A Bicuspid aortic valve is often observed with other left-sided obstructive lesions such as coarctation of the aorta or interrupted aortic arch, suggesting a common developmental mechanism. With degeneration of aging valves, aortic sclerosis and calcification can occur. About 40% of individuals with a bicuspid aortic valve develop complications. The main complications identified in patients with BAV are aortic stenosis, aortic incompetence, aortopathy / dissection, endocarditis, and sudden death. The symptoms of the BAV tend to worsen with increasing measurements stenosis of the severity, valve and orifice. Complications like Critical Aortic Stenosis (CAS) and infective endocarditis may be considered relatively early sources of morbidity and mortality. Patients with bicuspid aortic valves may be completely asymptomatic.

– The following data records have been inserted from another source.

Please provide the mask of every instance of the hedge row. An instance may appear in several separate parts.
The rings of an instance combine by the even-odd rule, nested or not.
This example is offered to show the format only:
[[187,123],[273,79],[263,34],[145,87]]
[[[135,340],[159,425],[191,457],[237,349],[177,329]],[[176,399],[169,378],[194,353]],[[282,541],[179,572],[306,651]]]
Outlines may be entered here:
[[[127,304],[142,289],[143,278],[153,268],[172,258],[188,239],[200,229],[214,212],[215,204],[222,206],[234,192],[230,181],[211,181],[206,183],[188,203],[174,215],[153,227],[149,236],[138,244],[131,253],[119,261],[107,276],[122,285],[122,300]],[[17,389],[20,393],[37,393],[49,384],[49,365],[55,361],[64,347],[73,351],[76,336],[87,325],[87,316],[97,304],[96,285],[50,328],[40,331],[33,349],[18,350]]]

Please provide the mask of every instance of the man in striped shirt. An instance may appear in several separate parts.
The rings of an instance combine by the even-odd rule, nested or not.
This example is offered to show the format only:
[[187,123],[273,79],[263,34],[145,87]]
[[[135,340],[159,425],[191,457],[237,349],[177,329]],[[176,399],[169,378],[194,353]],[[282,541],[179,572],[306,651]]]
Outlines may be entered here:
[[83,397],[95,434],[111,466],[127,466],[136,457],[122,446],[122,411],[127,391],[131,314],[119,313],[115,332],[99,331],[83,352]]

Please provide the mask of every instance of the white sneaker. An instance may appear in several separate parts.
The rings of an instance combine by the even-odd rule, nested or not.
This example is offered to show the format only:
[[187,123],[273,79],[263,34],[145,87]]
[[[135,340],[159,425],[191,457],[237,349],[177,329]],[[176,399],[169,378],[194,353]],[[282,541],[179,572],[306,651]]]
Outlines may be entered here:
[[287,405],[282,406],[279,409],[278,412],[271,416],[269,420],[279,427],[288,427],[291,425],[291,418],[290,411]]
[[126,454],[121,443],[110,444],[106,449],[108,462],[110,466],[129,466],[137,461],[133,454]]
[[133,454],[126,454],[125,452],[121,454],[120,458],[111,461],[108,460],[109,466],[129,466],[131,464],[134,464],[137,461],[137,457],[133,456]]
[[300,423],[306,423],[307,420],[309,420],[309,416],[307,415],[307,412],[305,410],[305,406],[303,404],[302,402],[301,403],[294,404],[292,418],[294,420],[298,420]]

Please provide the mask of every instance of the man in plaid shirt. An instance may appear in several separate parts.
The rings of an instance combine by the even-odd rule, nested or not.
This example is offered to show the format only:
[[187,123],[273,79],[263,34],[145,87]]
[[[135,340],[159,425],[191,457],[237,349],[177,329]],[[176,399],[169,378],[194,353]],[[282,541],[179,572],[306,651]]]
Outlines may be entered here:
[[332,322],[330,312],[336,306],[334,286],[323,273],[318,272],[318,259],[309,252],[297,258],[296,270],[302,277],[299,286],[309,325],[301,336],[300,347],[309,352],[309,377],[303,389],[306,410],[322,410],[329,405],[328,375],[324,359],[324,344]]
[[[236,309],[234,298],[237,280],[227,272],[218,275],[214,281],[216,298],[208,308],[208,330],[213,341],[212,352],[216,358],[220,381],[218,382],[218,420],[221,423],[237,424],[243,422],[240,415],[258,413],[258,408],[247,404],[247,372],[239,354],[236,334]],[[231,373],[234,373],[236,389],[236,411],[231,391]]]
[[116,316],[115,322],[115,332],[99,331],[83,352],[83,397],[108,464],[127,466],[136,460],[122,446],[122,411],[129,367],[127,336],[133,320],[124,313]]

It may be only an incidental finding at autopsy. Bicuspid aortic valve may remain silent and be discovered as an incidental finding on echocardiographic examination of the heart. Hence a thorough examination of heart is required in all cases of sudden death brought for post-mortem examination.

Autopsy and dissection of the heart is vital to diagnosis, particularly when deaths are unexpected in nature. This is vital both for the family to understand the exact cause of demise, and also for any legal or insurance purposes that may follow.